By Christiane Amanpour
Editor's note: CNN camerawoman Margaret Moth, who died of cancer Sunday in Rochester, Minnesota, was renowned for her gutsiness, striking appearance, distinctive humor and sense of fun. Barely surviving a sniper's bullet in Sarajevo in 1992, she battled back to continue working around the world, impressing all with her determination and attitude.
Margaret was a law and a life unto herself. Before I actually worked with her, I was quite intimidated by the idea of Margaret MOTH! The woman who had changed her name to that of a small plane, who even leapt out of them! The woman who wore black clothes and heavy black eye makeup, who was goth before it was cool. The woman, who I discovered under siege in Sarajevo, wore her heavy black boots to bed, just so she could be ready if the shelling started.
Bosnia, summer 1992, was my first assignment with Margaret, the latest in a string of distinguished women who changed my life on and off the road. She was wonderful, funny, hardworking, brave, tireless and fiercely private.
After a few weeks there, I had taken a break. I think it was July 14, I remember leaving her at the Sarajevo airport shooting a Bastille Day celebration day for the French UNPROFOR troops. I got on a plane to see my family. She didn't want to take a break, she wanted to stay on the next rotation. Three or four days after I left, she was shot in the face.
I remember flying off to the Mayo Clinic to visit her with Parisa Khosravi. I remember walking down the corridor to her room. Luckily, there was a picture of her on the door, because lying in bed, her face swollen and swathed in bandages, she was unrecognizable except for her hands. It's the only way I knew it was her. At some point that very day, I had to make a decision to go back to Sarajevo or not. The International Desk called me from Atlanta and asked whether I would go back. I looked at her in bed ... holding back tears. ... I quickly said yes into the telephone. I think I knew if I didn't say yes then, I might never go back.
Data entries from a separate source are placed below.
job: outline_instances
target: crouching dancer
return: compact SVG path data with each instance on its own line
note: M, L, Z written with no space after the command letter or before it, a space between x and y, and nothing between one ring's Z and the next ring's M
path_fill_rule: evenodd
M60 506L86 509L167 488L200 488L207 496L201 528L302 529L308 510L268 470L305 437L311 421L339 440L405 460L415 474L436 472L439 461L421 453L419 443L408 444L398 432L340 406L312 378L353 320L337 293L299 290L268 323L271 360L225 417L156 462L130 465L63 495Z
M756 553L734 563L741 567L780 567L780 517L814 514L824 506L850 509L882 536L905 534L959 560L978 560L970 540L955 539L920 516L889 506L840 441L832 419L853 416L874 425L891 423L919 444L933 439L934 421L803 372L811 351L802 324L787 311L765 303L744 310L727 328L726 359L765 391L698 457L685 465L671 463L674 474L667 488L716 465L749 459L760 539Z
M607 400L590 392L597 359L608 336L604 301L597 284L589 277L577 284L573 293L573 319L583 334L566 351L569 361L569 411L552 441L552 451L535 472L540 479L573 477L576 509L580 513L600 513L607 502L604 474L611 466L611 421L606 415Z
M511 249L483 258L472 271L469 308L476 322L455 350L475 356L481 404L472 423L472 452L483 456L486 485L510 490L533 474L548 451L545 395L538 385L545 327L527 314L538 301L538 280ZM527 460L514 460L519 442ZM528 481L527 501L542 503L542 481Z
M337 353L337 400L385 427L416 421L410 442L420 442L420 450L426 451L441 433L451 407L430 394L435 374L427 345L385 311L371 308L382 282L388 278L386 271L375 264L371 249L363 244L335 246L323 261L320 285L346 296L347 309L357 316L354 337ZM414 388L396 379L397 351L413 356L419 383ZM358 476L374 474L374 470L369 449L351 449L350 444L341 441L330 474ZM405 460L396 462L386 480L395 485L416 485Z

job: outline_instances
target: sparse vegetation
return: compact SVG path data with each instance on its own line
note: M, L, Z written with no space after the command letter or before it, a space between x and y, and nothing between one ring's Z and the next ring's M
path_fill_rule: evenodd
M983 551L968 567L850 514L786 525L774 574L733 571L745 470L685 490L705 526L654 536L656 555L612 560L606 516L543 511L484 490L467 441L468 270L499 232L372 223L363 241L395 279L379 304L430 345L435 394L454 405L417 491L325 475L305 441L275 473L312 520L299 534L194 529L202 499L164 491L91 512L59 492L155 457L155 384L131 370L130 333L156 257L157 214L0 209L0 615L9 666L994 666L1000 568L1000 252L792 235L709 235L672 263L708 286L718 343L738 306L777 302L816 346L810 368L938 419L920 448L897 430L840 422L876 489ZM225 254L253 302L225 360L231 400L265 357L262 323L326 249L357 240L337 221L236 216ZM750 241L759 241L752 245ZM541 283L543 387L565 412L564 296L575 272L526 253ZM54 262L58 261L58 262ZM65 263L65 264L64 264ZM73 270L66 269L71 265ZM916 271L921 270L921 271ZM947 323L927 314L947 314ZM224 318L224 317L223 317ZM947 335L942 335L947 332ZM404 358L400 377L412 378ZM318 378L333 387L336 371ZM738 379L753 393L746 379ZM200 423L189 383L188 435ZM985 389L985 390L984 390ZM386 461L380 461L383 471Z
She was remarkable. She came back to the battle zones as soon as she could. She endured all those endless surgeries, she had to learn to eat and drink and talk again. She had to endure people's embarrassed, curious stares. She got hepatitis C from the initial blood transfusion in Sarajevo that saved her life. And later, she got cancer, fought the good fight for longer than anyone could imagine, and died. Life battered and brutalized her, but she remained unbowed and happy. She was a survivor, a unique soul, and she bore all that came her way with a remarkable sense of calm and equanimity. She loved music, antiques and animals. She taught us so much about what it means to be a real person, the consummate professional.
She deserves to finally rest in peace. Now she can.